In Singapore I attended a useful training session for would be contest speakers at an advanced club meeting at Braddell Heights Community Centre.
At Toastmasters International regular meetings we announce the first and second and sometimes third place winners but don't release scores for topics and speeches and evaluations.
Good reasons for this. If you got no votes you might be completely demoralised. Especially if a newcomer. Equally so if highly experienced. Equally, you might feel resentful if one person got all the votes, or if everybody got two or three votes so that one more vote (you voting for yourself would have made you the winner). Once you become more experienced you might vote for somebody else if you think your speech is better but you want a newcomer to win - although I understand you are supposed to vote for best speech/topic/evaluation regardless.
More useful is to explain the contest judging criterion in advance. The first time I entered a humorous speech contest I thought my speech was by far the funniest. I got audience laughs; both I and friends in the audience were baffled as to why I hadn't won.
So I asked a senior toastmasters. It turned out that he had been one of the judges. He pointed out that though he could not comment on my speech, the criteria for judging (which I'd never seen) allocated more points to the content and structure of the speech. I'd done a stand-up comedy skit. (I'd just been to a comedy workshop course). I gave a series of funny jokes on the theme of teacher's mishaps and troubles teaching, very amusing stories from my career teaching, but no point or message, no punchline, no summary, no call to action.
Summary of this comment: don't reveal judges and scores, but make it clear in advance what judges should be looking for.

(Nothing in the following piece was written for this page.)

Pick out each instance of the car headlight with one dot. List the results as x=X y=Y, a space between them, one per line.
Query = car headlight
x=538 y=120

Hold a training session in the meeting prior to contest on what makes a good speech. Don't just allow that training to be optional, so it's done mostly by advanced clubs. Schedule pre-contest speaking/judging training session, with a target speech, into a Toastmasters worldwide calendar. Scheduled training would be really helpful for new presidents, new VPEs arranging meetings and agendas; plus potential contestants, new members, new judges, and those keen to enter first time or scared to do so - who after training might enter contests or volunteer as judges, if they had previously been given guidance.